There are numerous remote mining operations and communities with limited access to a grid that could benefit from a microreactor power source. At present, the cost to generate their electricity becomes exorbitant, not only from the price of the diesel fuel or the variability of renewables, but also from the transportation costs associated with moving the fuel over long distances on often unpaved roads and lack of access many months per year.
“To fill this critical gap, we will develop a modular autonomous control platform with various levels of automation using a remote workstation with Machine and Deep Learning algorithms,” Chatzidakis said. “The algorithms will be trained using data from existing physics-based high-fidelity microreactor models and real-time digital operation data collected from PUR-1. Then, we will demonstrate remote operation and perform thorough testing and validation under an actual nuclear environment in PUR-1 using real data from reactor sensors and digital controllers.”
Finally, he said the team will evaluate performance for various levels of automation and identify inputs needed for a human to safely monitor and operate a microreactor from a remote location.
Collaborators include Mohamed El-Genk, Distinguished and Regents’ Professor of Nuclear, Mechanical, Chemical and Biological Engineering; and Timothy Schriener, research assistant professor of nuclear engineering at University of New Mexico; Richard B. Vilim, senior nuclear engineer at Argonne National Lab; and Robert Ammon, technical director for Digital Safety Systems at Curtiss-Wright Nuclear.
Maria Okuniewski, assistant professor of materials engineering and assistant professor of nuclear engineering by courtesy, and her research team will use the award to perform advanced post-irradiation examination, including microstructural, thermal, and mechanical characterization, on an accelerated in-reactor experiment (FAST - Fission Accelerated Steady-state Test), including U-10Zr fuel rodlets clad in HT-9 with and without Zr liners. Experiments will be complemented with lanthanide fission product diffusion modeling.
Results from the experiments and computational studies will be integrated into MARMOT/BISON, codes that have been developed by Idaho National Laboratory (INL) to enable next-generation fuel performance modeling capabilities as part of the Nuclear Energy Advanced Modeling and Simulation (NEAMS) program’s Fuel Product Line (FPL).
Uranium-zirconium (U-Zr) alloys are candidate fuels for fast reactor designs under development by private industry and the U.S. Department of Energy. “However, U-Zr fuels are not currently qualified for use within these reactors. Fuel qualification is a costly process that typically takes over 20 years from the conceptualization of the fuel type, followed by prolific neutron irradiations and extensive post-irradiation examinations,” Okuniewski said.

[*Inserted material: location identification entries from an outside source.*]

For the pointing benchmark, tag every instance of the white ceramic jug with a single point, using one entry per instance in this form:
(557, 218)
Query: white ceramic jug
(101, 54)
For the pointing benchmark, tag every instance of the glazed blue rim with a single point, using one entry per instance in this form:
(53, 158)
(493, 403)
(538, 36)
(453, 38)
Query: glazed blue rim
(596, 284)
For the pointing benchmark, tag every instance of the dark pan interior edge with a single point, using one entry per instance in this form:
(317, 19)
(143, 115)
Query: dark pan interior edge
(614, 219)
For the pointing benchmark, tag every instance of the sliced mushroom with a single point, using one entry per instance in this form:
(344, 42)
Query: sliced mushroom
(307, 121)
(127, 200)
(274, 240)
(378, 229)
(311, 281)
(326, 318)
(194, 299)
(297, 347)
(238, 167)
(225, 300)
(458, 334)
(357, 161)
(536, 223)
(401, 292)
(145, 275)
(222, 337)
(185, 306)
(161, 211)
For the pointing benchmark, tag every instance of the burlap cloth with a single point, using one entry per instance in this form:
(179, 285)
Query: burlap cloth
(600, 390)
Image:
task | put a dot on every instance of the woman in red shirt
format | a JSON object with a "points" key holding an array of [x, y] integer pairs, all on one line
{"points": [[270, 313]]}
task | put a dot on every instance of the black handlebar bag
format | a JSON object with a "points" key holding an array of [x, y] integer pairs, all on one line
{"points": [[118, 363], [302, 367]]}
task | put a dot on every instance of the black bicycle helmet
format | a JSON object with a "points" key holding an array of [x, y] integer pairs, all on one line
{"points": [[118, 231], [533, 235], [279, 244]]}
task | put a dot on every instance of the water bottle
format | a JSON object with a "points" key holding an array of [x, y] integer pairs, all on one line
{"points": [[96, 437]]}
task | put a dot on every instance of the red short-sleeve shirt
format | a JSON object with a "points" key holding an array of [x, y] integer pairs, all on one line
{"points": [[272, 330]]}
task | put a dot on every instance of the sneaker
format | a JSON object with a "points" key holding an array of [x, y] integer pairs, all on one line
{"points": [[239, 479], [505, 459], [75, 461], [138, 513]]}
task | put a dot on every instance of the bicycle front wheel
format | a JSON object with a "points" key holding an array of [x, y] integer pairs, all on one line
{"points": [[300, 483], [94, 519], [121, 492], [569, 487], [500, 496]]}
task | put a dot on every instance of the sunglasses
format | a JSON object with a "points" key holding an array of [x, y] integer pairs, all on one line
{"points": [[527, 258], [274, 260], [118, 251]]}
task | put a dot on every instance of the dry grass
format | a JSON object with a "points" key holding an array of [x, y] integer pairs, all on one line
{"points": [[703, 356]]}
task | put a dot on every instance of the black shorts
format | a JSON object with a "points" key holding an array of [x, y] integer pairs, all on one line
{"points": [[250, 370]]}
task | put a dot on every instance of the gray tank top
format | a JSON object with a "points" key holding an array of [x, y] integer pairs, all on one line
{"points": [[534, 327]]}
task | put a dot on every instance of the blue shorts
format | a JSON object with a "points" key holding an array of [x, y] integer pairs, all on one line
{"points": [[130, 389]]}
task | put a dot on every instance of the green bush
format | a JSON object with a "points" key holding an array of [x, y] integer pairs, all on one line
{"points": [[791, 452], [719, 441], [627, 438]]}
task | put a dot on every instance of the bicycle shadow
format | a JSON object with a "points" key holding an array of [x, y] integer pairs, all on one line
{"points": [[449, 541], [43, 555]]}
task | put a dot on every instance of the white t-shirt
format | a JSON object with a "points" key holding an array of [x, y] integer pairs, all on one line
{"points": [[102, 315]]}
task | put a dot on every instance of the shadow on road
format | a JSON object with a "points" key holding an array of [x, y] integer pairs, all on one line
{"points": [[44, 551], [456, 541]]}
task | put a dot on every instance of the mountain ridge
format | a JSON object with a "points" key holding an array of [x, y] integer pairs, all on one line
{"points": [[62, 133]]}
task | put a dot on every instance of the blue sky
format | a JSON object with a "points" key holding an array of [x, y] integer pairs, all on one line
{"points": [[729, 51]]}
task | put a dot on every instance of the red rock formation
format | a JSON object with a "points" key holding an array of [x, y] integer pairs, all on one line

In order to accelerate the fuel qualification process, the FAST experiments will explore the possibility of reducing the neutron irradiation timeline by modifying the fuel pin geometry to replicate similar irradiation-induced phenomena observed in historical irradiations. The FAST experiments will also introduce fuel liners to extend the cladding lifetime, and thus improve the reactor economics.
Collaborators include Geoffrey Beausoleil, nuclear fuels engineer, and Larry Aagesen, computational scientist, from INL, as well as Benjamin Beeler, assistant professor of nuclear engineering at North Carolina State University.